The perspective of Young Earth Creationism is closely linked to the idea of Biblical literalism, which views the Bible as the inerrant word of God rather than the work of unaided human beings. In fact, Biblical literalism pretty much demands Young Earth Creationism, as the Bible is quite clear that the Earth hasn't been around for the billions of years suggested by radiometric dating. However, very few Christians, and even fewer scientists, accept Young Earth Creationism, arguing that there is ample evidence (radiometrics, geology, plate tectonics, etc.) that the Earth is billions of years old. Before the rise of relevant sciences in the 17th and 18th centuries, Young Earth Creationism was much more common, but today it is a minority position.
Since the modern-day revival of Christian fundamentalism in the early 20th century, especially in the United States, Young Earth Creationism has seen a comeback. Various authors and organizations have tried to use scientific evidence to support their religious idea. The New Geology, published by George McCready Price in 1923, is considered one of the founding books of modern Young Earth Creationism, though many of the ideas have been extensively criticized by other creationists.
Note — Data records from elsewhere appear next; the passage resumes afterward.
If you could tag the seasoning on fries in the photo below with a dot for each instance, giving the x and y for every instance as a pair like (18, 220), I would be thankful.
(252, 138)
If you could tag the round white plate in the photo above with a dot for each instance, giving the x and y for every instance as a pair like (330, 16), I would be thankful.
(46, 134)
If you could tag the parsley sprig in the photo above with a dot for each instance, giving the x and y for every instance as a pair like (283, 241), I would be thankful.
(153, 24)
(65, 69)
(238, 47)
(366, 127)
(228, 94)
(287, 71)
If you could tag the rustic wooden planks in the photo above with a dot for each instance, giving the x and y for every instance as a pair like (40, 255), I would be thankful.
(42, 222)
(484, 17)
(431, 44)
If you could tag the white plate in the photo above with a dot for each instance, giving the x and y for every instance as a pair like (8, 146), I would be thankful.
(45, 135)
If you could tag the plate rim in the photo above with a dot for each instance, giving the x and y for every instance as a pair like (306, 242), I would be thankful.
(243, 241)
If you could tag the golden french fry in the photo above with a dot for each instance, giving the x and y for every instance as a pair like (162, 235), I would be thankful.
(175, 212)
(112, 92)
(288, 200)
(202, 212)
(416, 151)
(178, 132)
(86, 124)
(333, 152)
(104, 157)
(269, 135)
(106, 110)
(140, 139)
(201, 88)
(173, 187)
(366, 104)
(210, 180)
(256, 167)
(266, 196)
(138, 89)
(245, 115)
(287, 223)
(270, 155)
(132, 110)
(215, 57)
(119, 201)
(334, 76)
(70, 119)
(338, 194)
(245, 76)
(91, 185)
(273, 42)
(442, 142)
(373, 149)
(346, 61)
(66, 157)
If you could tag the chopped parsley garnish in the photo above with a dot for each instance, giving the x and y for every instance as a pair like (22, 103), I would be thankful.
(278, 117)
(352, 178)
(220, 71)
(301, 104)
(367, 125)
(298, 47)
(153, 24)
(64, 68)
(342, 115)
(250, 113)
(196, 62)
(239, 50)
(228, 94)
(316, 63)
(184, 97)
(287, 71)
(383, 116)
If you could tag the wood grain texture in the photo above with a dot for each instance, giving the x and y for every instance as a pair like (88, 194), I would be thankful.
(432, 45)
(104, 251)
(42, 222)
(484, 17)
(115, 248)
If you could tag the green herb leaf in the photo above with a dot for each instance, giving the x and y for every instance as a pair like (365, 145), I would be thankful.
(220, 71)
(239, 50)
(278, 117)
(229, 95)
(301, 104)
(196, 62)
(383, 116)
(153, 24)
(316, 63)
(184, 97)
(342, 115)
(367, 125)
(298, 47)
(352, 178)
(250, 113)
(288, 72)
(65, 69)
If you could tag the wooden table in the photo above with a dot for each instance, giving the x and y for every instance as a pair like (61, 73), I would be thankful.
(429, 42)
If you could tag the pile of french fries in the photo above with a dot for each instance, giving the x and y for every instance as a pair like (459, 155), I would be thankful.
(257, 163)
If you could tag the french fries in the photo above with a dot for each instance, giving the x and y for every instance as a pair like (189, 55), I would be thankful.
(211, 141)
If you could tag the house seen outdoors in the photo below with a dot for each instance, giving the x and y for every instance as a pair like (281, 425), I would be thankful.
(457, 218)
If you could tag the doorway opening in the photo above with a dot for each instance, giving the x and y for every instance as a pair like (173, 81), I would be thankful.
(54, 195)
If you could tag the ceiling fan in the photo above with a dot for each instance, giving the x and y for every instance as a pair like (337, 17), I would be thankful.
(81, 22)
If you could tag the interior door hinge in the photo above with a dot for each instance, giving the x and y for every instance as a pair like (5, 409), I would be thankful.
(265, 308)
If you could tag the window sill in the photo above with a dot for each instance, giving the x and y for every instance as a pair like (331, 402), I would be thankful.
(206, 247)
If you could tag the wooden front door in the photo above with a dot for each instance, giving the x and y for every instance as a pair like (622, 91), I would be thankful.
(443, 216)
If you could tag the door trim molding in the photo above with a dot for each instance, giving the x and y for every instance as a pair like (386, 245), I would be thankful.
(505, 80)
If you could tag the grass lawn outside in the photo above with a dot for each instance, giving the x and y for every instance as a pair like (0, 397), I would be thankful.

More recently, in 1961, Henry M. Morris and John C. Whitcomb Jr. published their book The Genesis Flood, which presents evidence for a Great Flood as well as a young Earth. in 1972, Morris founded the Institute for Creation Research, which continues to be a leading organization in the area of Young Earth Creationism.
Young Earth Creationists have used various arguments to boost their position. First, they argue that dinosaurs are mentioned in the Bible and still exist in places like Central Africa or the deep seas. Young Earth Creationists acknowledge some form of evolution and natural selection, but only within the boundaries of a God-created kind of animal. Regarding people distributed all over the planet, such as Native Americans, Australian aborigines, and all other races, Young Earth Creationists believe that these peoples migrated to their respective locations after the destruction of the Tower of Babel sometime in the 3rd millennium BC. There are many other beliefs common among Young Earth Creationists, far too many to list here, which can be found on websites like those of the Institute for Creation Research.